O método: infiltrar, não só invadir
O que diferencia essa frente do grupo é que ela não se limita a atacar de fora: operadores se fazem contratar como funcionários ou prestadores de verdade — currículo falso, identidade falsa, entrevistas passadas com sucesso — para conseguir acesso legítimo aos sistemas da empresa. Uma vez dentro, podem desviar fundos, roubar propriedade intelectual ou instalar ferramentas maliciosas.

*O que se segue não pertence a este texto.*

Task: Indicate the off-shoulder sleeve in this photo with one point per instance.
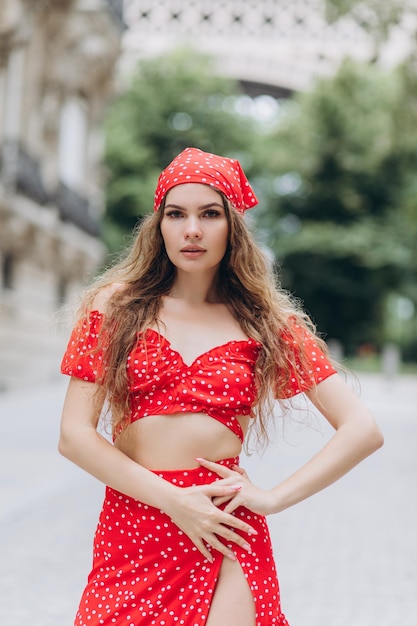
(315, 367)
(82, 357)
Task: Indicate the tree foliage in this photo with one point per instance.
(342, 216)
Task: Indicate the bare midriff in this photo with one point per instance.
(174, 441)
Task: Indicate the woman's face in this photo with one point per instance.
(194, 227)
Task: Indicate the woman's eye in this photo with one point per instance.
(211, 213)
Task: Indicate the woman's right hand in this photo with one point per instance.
(194, 512)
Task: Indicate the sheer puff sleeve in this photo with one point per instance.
(304, 373)
(83, 357)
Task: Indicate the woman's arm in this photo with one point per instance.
(356, 437)
(190, 508)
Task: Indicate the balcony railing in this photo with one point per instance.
(22, 173)
(116, 9)
(76, 209)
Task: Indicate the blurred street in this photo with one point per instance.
(347, 557)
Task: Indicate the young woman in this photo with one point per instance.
(187, 342)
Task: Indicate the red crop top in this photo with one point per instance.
(220, 382)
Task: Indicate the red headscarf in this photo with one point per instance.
(195, 166)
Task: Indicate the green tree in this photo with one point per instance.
(342, 210)
(172, 102)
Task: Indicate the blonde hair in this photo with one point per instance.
(246, 282)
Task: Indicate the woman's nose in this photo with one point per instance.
(192, 229)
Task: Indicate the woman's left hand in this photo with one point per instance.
(248, 495)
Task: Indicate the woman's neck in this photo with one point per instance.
(195, 289)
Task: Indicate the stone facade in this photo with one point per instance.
(57, 59)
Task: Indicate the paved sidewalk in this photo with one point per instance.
(347, 557)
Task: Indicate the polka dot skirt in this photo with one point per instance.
(147, 572)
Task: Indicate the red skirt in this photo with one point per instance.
(147, 572)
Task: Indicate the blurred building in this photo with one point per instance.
(56, 74)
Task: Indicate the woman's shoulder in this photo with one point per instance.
(103, 297)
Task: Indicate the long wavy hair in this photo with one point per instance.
(246, 283)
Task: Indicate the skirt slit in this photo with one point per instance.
(147, 572)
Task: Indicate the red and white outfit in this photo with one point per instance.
(146, 571)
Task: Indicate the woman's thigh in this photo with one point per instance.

Por que esse caso importa, mesmo sem relação direta com sua caixa de e-mail
A maioria dos golpes que uma pessoa comum recebe não tem relação direta com esse grupo específico. Mas esse caso mostra em que escala a fraude organizada se estruturou: já não são indivíduos isolados, mas redes com métodos documentados, que depois se espalham para golpes mais comuns — falsos recrutadores, engenharia social, perfis falsos.
Perguntas frequentes
Quem documenta as atividades do grupo Lazarus?
Órgãos públicos e privados identificados nominalmente: o FBI, a CISA e o Tesouro americano (aviso conjunto), o Departamento de Justiça dos EUA (apreensões), além da Microsoft e da Google Threat Intelligence / Mandiant para o lado da infiltração em empresas.

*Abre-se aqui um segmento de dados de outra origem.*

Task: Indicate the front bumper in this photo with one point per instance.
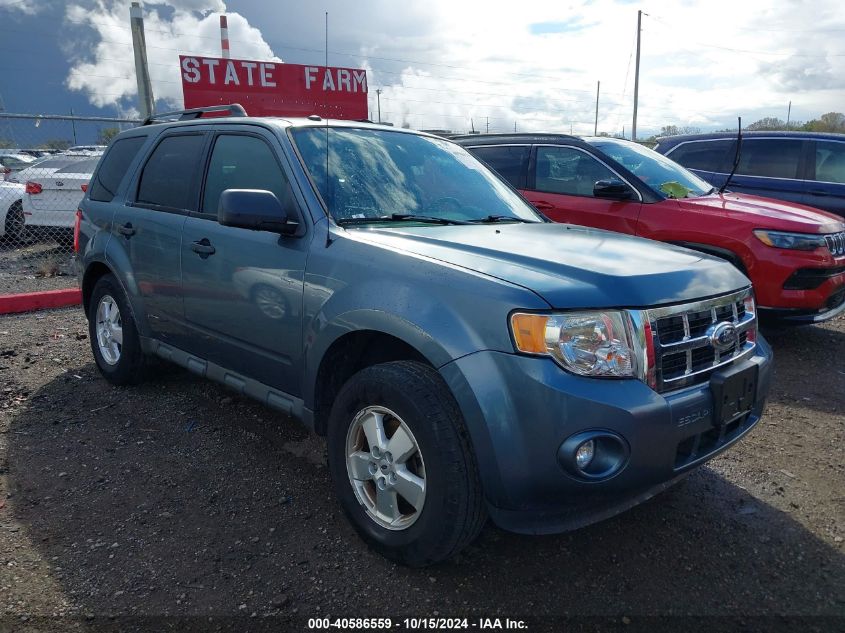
(519, 410)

Como esse grupo se infiltra em empresas reais?
Se passando por desenvolvedores ou freelancers remotos, com perfis e identidades falsas, para obter acesso legítimo aos sistemas da empresa contratante.
Qual é a relação com os golpes que uma pessoa comum recebe?
Nenhuma relação direta para a maioria das vítimas de golpes por telefone ou phishing comum — mas esse caso mostra o quanto a fraude organizada virou uma indústria estruturada, com técnicas (engenharia social, perfis falsos) que depois se espalham para golpes mais comuns.